New Execution Procedures Deemed Unconstitutional
Those who have been following up on death penalty practices in California recall that, after a six-year hiatus, CDCR instated new proceedings. Now, a Marin County judge has found the new proceedings unconstitutional, which might mean a longer delay.
A judge on Friday threw out California’s new lethal-injection protocols, which have been six years in the making, because corrections officials failed to consider a one-drug execution method now in practice in other death penalty states.
The action by Marin County Superior Court Judge Faye D’Opal sends the state back to square one in redrafting procedures for lethal-injection executions. The death penalty has been on hold for six years in California after a federal court ruling deemed the previously used three-drug method unconstitutional because it might inflict pain amounting to cruel and unusual punishment.
D’Opal said in her 22-page ruling that the state’s failure to consider replacing the former execution practice with a single-injection method violated state law and ignored the courts’ and public criticism of the previous protocols.
Readers who are fed up with the new moves to tinker with the machinery of death, and who find themselves exasperated with the prospect of a CDCR appeal of Judge D’Opal’s ruling, might find the SAFE voter initiative to abolish the death penalty in 2012 an attractive option. It would certainly put an end to the quibble over technicalities.

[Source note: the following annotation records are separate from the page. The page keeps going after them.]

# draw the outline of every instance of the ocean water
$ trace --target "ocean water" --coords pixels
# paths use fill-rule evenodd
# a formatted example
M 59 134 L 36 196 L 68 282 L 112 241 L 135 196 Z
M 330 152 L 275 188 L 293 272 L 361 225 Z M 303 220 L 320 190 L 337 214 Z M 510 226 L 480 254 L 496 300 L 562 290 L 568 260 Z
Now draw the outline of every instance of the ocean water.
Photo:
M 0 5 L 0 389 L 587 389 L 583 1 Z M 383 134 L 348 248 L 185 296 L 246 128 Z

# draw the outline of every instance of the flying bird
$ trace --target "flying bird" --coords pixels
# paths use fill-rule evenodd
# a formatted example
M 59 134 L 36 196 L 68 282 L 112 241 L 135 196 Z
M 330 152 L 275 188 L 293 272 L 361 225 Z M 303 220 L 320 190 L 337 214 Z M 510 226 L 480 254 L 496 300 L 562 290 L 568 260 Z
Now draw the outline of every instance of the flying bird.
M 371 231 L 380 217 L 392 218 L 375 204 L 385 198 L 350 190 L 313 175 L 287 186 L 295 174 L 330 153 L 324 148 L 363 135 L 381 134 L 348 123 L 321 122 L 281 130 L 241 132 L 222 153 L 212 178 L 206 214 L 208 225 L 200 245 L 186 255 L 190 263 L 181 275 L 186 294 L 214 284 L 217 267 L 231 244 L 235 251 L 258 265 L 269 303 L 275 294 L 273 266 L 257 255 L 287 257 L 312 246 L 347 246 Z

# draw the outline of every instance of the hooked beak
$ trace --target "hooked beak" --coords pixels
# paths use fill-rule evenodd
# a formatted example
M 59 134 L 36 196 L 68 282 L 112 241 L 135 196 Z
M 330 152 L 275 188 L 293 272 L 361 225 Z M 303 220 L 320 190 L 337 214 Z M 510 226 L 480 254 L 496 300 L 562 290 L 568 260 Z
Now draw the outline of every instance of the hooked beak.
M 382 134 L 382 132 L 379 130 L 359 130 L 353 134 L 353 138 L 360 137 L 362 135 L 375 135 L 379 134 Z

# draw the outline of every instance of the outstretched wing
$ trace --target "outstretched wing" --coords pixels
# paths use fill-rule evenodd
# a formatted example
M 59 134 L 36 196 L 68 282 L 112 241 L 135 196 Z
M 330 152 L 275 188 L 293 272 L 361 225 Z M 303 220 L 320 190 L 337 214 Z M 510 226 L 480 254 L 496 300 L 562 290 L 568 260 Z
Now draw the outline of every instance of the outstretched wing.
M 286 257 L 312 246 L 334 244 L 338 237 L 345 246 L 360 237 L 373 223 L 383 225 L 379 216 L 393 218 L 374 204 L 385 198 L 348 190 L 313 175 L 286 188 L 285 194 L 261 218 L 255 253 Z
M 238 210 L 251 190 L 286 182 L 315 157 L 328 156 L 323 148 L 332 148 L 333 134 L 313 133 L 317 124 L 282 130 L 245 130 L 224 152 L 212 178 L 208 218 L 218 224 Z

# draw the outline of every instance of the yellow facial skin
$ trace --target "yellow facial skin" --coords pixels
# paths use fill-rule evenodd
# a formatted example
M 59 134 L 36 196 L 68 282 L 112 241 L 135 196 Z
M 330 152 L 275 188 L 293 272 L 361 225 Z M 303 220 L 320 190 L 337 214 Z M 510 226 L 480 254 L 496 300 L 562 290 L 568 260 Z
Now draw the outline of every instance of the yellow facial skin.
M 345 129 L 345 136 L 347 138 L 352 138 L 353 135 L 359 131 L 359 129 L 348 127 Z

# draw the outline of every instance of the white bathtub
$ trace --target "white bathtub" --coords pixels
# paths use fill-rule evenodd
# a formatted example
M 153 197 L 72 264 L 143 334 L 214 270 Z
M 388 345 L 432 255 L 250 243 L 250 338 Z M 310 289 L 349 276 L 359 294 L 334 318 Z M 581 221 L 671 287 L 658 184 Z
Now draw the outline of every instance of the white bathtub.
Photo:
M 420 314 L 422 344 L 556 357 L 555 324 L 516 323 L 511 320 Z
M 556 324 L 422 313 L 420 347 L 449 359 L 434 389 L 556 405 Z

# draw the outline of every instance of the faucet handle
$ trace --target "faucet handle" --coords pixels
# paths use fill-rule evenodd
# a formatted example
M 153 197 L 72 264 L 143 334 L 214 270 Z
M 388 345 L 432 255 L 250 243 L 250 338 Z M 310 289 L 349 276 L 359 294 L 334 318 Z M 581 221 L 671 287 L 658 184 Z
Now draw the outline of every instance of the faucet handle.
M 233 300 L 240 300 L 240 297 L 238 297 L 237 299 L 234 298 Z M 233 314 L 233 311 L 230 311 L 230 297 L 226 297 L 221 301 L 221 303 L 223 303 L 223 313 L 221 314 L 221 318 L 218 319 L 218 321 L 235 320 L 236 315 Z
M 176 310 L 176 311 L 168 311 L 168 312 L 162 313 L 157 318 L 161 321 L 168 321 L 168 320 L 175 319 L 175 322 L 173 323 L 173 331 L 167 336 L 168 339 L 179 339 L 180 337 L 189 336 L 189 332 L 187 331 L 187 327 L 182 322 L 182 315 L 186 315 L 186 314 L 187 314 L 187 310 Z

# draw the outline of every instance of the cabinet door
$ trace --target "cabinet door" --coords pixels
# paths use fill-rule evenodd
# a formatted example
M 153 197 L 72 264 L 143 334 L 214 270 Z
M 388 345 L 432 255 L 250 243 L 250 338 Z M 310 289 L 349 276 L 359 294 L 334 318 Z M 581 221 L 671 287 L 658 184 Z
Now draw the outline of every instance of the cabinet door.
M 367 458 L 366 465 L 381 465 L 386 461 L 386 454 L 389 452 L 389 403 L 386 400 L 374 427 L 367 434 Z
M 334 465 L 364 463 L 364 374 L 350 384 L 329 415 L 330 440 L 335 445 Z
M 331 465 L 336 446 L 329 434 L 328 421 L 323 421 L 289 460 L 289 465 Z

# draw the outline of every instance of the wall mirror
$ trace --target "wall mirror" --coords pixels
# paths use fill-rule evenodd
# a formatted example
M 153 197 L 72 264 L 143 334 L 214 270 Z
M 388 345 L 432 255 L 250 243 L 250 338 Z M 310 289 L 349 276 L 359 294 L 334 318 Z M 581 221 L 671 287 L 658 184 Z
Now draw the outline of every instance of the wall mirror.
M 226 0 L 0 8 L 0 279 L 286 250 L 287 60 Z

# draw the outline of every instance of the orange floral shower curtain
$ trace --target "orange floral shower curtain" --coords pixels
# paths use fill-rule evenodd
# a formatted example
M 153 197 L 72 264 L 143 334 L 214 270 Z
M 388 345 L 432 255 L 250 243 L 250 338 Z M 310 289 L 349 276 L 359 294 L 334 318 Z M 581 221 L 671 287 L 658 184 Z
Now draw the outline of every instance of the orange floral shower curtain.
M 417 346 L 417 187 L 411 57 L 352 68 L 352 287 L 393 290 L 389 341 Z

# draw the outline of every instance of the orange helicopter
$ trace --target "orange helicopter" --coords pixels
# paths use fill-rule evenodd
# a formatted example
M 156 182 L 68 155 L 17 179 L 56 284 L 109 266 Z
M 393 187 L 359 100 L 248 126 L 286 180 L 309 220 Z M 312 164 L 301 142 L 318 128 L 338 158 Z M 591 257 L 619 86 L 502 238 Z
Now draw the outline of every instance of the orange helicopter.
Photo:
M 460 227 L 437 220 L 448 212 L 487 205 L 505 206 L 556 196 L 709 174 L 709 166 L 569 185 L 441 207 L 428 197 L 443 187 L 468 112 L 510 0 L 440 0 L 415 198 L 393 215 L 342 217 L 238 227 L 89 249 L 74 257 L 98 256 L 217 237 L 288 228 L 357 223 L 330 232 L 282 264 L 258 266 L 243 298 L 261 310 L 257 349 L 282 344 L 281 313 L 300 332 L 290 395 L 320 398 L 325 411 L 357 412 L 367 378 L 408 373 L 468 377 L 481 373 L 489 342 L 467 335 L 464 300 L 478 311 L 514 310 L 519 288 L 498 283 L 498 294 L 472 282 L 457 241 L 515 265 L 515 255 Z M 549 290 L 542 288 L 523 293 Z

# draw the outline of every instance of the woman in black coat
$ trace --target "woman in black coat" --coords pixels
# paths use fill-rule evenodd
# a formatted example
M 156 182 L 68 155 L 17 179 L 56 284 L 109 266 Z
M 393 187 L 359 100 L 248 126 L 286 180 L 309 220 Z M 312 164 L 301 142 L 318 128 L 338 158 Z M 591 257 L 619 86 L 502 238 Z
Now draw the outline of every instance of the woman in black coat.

If you are on the fence about this, perhaps the humonetarian argument from the L.A. Times story will convince you:
A three-year study published earlier this year by a federal judge and a Loyola Law School professor reported that taxpayers have spent $4 billion to carry out 13 executions since capital punishment was reinstated in 1978, and that it costs at least $184 million a year to maintain death row and the capital defense system.